Facing a “flattening out” of revenue sources in the wake of a scourge of summer wildfires and continued low domestic natural gas prices, Wyoming Gov. Matt Mead on Friday submitted a supplemental 2013-14 state budget with a 6% annual reduction in the state’s general fund spending.

Mead submitted his proposal to the state legislature, noting it included spending cuts and a reduction in the size of state government, along with continued investment in “important one-time projects.”

Mead spoke in pragmatic terms and called his proposal a continuation of Wyoming’s “history of fiscal conservatism,” but he insisted that the austerity need not deny the state “a bright future.”

Unlike other budget messages earlier this year, Mead did not dwell on the continuing low wholesale gas prices that affect Wyoming’s revenues very directly.

In the case of the failed High Plains coal gasification project that had more than $50 million allocated to it by the Wyoming legislature four years ago, Mead proposed taking $40 million of budgeted but unspent funds for the project and having the legislature redirect the monies to an engineering building renovation fund at the University of Wyoming.

“Energy, the environment and our economy are inseparable,” said Mead, noting that it is impossible to have any one of them to the exclusion of the others.
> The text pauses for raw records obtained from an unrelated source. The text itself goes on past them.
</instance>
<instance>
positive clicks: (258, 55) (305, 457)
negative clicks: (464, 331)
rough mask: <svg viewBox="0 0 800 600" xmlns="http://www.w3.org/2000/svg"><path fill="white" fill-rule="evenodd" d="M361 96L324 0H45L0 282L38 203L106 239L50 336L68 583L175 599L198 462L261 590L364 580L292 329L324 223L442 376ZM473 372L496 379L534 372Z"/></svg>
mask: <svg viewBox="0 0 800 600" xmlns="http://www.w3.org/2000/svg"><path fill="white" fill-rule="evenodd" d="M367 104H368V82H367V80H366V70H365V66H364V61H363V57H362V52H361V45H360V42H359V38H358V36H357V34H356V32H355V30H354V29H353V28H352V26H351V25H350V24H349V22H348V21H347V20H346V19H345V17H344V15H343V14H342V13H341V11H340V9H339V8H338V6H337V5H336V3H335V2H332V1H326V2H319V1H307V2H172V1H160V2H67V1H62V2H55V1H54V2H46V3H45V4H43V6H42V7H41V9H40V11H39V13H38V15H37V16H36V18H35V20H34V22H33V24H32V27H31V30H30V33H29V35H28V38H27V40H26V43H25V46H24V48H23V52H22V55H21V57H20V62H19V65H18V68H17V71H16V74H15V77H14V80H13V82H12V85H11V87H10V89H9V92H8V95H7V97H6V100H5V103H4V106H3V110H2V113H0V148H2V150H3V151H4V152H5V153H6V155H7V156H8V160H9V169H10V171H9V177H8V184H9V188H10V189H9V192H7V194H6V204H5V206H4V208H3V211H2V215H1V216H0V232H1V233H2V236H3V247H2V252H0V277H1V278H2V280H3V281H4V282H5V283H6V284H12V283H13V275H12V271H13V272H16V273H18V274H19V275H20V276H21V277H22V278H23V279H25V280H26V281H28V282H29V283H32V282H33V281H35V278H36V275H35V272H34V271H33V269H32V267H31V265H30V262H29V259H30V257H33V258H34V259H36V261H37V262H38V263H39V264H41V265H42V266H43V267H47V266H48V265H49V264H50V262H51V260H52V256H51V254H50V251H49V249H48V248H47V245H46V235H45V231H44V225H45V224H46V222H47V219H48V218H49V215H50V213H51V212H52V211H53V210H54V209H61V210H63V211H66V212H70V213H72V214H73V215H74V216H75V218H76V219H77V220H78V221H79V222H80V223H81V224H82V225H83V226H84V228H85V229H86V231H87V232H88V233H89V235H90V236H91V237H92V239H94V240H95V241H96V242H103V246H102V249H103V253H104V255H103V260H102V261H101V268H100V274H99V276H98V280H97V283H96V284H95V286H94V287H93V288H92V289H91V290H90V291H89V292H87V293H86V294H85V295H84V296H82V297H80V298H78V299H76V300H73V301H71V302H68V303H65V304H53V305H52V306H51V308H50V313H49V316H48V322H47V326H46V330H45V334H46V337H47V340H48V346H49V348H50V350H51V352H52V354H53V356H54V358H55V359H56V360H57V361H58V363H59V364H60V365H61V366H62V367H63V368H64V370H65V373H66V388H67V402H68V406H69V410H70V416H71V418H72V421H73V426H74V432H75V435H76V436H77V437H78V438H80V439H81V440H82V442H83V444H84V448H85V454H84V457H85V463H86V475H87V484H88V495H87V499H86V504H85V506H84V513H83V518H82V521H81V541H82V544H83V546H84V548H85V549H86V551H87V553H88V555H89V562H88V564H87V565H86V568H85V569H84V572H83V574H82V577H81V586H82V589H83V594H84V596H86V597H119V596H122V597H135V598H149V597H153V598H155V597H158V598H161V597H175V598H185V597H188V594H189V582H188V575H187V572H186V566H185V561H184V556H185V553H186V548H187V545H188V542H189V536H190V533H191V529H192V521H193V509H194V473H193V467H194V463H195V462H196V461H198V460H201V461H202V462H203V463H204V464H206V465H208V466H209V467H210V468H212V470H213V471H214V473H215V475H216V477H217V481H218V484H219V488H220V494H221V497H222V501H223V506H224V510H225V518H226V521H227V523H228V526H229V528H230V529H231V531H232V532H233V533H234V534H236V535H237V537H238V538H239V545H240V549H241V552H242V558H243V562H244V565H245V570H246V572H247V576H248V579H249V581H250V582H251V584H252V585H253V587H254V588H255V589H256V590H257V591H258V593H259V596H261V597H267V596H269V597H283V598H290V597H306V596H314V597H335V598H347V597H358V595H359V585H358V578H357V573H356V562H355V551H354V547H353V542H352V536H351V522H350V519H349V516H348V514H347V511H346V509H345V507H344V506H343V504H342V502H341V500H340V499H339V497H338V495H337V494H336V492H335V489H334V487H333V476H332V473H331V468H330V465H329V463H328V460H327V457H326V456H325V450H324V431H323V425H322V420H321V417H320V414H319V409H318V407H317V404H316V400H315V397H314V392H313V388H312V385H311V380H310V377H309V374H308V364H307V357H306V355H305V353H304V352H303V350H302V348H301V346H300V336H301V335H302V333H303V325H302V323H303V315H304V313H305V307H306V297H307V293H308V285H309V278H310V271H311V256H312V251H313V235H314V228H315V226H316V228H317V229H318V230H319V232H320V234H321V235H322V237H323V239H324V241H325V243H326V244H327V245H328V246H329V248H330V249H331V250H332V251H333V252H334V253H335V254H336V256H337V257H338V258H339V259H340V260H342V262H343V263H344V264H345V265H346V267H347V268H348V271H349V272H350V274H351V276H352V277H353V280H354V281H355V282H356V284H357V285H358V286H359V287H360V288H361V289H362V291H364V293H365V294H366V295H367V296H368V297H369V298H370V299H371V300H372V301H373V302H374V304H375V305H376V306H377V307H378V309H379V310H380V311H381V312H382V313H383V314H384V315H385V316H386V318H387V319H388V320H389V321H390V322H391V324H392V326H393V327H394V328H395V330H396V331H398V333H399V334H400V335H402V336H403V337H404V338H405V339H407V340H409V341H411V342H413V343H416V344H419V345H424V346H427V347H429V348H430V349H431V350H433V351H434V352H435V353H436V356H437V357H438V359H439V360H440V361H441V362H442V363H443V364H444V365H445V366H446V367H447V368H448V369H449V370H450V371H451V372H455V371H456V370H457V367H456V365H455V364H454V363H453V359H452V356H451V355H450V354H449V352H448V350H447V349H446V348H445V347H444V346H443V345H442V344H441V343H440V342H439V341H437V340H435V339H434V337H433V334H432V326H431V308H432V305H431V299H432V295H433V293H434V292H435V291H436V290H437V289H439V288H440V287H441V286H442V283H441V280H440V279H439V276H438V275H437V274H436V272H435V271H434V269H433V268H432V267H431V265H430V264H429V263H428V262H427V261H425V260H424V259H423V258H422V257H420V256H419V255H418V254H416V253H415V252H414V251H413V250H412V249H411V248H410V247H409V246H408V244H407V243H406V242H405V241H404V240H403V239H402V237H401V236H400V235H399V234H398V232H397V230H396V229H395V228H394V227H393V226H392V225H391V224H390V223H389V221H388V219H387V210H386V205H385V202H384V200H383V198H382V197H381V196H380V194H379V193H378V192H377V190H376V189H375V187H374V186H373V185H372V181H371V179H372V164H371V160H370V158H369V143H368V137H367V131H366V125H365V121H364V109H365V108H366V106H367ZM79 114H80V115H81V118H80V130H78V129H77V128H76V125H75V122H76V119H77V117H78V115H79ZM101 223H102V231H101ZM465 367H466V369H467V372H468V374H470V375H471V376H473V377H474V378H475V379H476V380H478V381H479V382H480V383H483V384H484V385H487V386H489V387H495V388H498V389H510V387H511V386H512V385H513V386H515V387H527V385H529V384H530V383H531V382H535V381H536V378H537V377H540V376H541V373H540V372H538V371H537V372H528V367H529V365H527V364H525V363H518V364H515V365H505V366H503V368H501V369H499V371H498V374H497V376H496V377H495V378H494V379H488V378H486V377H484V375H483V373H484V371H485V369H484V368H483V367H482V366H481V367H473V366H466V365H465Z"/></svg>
He said it was ill-conceived to conclude that a “thriving energy industry” means “dirty water, polluted skies and a loss of natural beauty.”

Mead called his state a model for this kind of balance in reclaiming former coal mining lands as grasslands with a prairie ecosystem, and maintaining oil and natural gas production in Sublette County without disrupting deer, elk and antelope. He alluded to his developing energy/environmental strategy that will allow Wyoming to lead the nation in an approach that supports “a strong energy industry, thriving environment, and sound economy (see Daily GPI, Nov. 16).”

Mead said he plans to sponsor a series of meetings in early December to gain feedback on the draft strategy, which his Policy Director Shawn Reese told NGI in mid-November would include examining the potential development of liquefied natural gas production for use in oil/gas fields.

“Work will continue [on the strategy] with the goal of developing a final framework by the end of December,” Mead said.

Mead also told the legislature in his budget proposal that Wyoming will continue to work with other states in promoting the manufacture of more natural gas vehicles (NGV) for use in government fleets. “Wyoming identified 283 vehicles this biennium that would be amenable to NGVs or bi-fuel replacements.”